Investing for Development?
The new CONCORD and Hands on the Land publication ‘Investing for Development?’ examines the impacts of the EU’s investment regime on food security, the Right to Food and land governance.
This paper sheds light on how the dominance of the corporate private sector-led approach in both EU’s investment regime and development cooperation framework jeopardizes the EU’s commitments to PCD and human rights, and adversely impacts the food security and the livelihoods of small-scale food producers in developing countries.
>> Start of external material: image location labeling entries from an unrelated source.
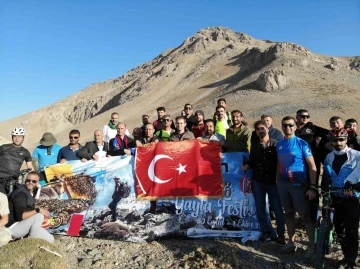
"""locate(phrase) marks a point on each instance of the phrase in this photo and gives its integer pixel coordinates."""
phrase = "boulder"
(272, 81)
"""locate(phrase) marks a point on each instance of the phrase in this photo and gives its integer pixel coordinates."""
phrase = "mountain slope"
(254, 76)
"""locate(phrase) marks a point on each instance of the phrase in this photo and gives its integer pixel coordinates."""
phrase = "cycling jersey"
(11, 159)
(292, 154)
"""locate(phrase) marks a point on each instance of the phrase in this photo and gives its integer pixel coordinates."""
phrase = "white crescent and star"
(151, 171)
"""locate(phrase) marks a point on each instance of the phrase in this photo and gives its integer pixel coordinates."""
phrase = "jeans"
(259, 191)
(32, 226)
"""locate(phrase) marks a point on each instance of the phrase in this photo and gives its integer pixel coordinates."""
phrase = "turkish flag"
(178, 169)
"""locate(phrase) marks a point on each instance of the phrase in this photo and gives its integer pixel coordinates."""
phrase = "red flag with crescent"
(178, 169)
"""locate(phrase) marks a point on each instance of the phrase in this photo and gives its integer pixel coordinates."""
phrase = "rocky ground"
(185, 254)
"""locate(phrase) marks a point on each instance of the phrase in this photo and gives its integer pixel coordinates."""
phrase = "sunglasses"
(340, 139)
(31, 180)
(284, 125)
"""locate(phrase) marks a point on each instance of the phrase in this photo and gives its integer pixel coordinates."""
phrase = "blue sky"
(52, 49)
A shift in EU development and investment policies results in increasingly placing the responsibility for supporting rural development in the hands of the corporate sector. Indeed, the recent EU development cooperation agenda for food security incentivizes de facto a stronger role for large-scale private capital, over public sector investment, in smallholder farmers and regional markets. In addition, the EU investment regime protects large investors’ rights over governments’ policy-making space for protecting the right to food of small-scale producers.
In the absence of a recognition that small-scale producers constitute the most important “private sector” in developing countries, EU development cooperation and investment protection strategies are in total contradiction with its own food security policy framework (2010) that aims to enhance sustainable small-scale food production as a mean to increase food security in developing countries.
Within the context of the European Year for Development and EU’s Policy Coherence for Development approach – implying that the objectives pursued in development cooperation should not be jeopardized by the effects of policies and actions in other policy areas– the paper presents the following recommendations:
- Investment frameworks and agreements promoted and concluded by the EU should be coherent with the EU’s and its Member States’ international human rights obligations to ensure that such agreements do not directly or indirectly undermine human rights in other countries. Instead, the EU’s current investment regime facilitates and protects corporate grabbing of resources and markets in the Global South with negative impacts on small-scale food producers’ human right to adequate food.
- EU policies and practices impacting on developing countries should be coherent with the EU Policy Framework to Assist Developing Countries in Addressing Food Security Challenges (2010), which constitutes the most comprehensive reference on how to address food and nutrition issues in accordance with EU values and vision. Instead, recent communications have introduced internal contradictions into the EU’s cooperation strategy and risk undermining support for small-scale food producers and exporting an agro-industrial model of farming whose negative impacts in Europe are being critiqued today.
- The EU should rehabilitate and reinforce the role of public sector policies and investment in development. Robust regulatory frameworks need to be put in place within which the various private sector actors must operate, including where the use of public-private partnerships (PPPs) is concerned. These policies and frameworks should protect the rights and food security of the vulnerable and prioritize investment in small-scale producers and domestic SMEs and microenterprises as they offer the greatest potential to drive equitable development.